Under Preferences > Camera Raw preferences, you have three options for tiff handling. Just set it to "disable tiff support". You can access this from Bridge or Photoshop prefs.
Sorry, I do not hope that I have got something fundamentally wrong. I hope not! Otherwise please correct me!
All my own files start out as Nefs and are from Bridge brougth through ACR and on in PS as Prophoto RGB 16 bit files.
Since I also work with files that are not my own Raw files as the scanned Tiffs (scans of my 50 years old slides - scanned by somebody else on a Nikon Super Coolscan 9000 ED), Tiffs from other people or even JPEGs, I have set PS to preserve embedded color spaces and to alert me if there isn't a match between my workspace (the Prophoto RGB) and an allready embedded color space. This because I did not think it advisable to change to Prophoto RGB from Adobe RGB orsRGB as the extra colors in Prophoto RGB never were present in the Adobe RGB or sRGB files and therefore could not be "conjured" up. I, however, got the impression that 16 bit would still be an advantage when editing.

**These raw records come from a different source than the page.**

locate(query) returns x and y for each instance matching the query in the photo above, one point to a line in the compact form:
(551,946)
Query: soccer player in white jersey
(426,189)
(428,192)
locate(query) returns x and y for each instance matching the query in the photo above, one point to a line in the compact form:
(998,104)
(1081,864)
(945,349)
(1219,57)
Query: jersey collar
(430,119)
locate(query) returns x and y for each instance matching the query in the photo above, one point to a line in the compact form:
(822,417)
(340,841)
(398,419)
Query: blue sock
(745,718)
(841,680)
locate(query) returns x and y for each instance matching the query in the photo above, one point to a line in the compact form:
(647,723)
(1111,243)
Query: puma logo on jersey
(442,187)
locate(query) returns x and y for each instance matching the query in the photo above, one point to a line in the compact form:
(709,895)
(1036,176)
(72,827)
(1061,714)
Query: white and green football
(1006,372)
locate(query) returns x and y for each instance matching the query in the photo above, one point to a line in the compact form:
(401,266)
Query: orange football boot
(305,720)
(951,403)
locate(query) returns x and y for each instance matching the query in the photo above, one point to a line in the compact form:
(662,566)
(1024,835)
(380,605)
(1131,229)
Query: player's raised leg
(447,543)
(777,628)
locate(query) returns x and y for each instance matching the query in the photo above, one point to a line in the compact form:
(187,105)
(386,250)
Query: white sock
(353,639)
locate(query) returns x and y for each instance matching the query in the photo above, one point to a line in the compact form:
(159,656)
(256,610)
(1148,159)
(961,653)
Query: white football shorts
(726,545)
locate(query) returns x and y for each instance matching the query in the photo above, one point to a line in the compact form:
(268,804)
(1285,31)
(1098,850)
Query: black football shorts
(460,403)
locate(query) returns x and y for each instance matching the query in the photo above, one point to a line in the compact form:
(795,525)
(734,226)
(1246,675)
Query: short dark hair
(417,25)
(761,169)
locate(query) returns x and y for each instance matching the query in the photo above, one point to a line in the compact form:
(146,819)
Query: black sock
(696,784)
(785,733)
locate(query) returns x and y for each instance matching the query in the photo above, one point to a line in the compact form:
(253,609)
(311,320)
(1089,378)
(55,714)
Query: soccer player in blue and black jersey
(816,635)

I like to start any one-layered file in ACR before entering it into PS and do not want to change that. Up till now PS nicely warned me of color space mismatches but not with these scanned files. So my present worry is if the color space of the files from the Nikon scan may be changed from a smaller to a larger space (which would not be a good idea, or?) when going into PS. I speak only of files that enter PS from ACR with ACR workflow settings of Prophoto RGB 16 bit and with the color settings of PS as described above.

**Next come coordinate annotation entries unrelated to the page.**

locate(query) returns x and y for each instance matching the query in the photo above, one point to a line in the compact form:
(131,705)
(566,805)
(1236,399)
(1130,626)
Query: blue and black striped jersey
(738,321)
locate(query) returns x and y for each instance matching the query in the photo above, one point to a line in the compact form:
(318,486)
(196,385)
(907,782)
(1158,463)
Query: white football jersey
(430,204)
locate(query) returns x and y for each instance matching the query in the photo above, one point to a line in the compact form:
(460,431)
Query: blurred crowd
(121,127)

As I wrote earlier today, I am beginning to think that these files do not have a color space assigned until they get into my software but I do not know enough of the Nikon Scanner to be sure. If so everything is OK and PS functions perfectly.
As written above Bridge shows the scanned Tiffs to have the Nikon sRGB 126.96.36.19901 as color profile but below in Camera Data (Exif) it says "Exif color Space: Uncalibrated".
Does anybody know if these files in realty does have an embedded color Space before entering the software outside of the scanner?
I hope my English is understandable! Please forgive the 73 year old grandmother if she has got it all wrong!
One advantage of opening through ACR is that all edits and changes done in ACR are saved as metadata instructions, which means that the original file itself is never modified. You can always go back to the original state simply by resetting the file, which erases the metadata. This is known as non-destructive editing.
If you want the files to open as sRGB, set that in the ACR workflow settings. Then you will get the mismatch warning. The reason you're not getting it now is that ACR sends ProPhoto files to Photoshop.
That ACR overrides Photoshop's color management this way may seem a bit counter-intuititive. But ACR wasn't made to deal with tiffs, it was made to process raw files. But tiff and jpeg support is a nice bonus that can be very useful in some circumstances.
In any case, your originals are not modified. They still have the sRGB profile embedded, and that's what they will open as if you open them directly into Photoshop.
IOW, don't worry
(edited for clarity)
Any other file with other color profiles than Prophoto RGB embedded (i.e. not the Nikon scan files) that are sent through this way will elicit a color mismatch warning - I have tried with many files to-day. I still do not think the scan files have a profile before they go from bridge to ACR to PS. Even if Bridge says they are Nikon sRGB 188.8.131.5201.
I have stopped worrying but would like to know why these Nikon Scan files behaves as they do - differing from other Tiffs and Jpegs getting the same "treatment". But thank you for spending time helping me.
Any file opened through ACR will open in the color space set there, regardless of the embedded profile. That's just the way ACR works.
If there is no embedded profile, ACR will assign sRGB and convert as the workflow settings dictate.
In any case, a "Nikon sRGB 4.0" profile is a non-standard profile, not available in ACR (nor anywhere else). ACR uses the standard sRGB varitey, which is called sRGB IEC61966-2.1. They're probably not very different, but all the same I'd convert the files to the standard variety.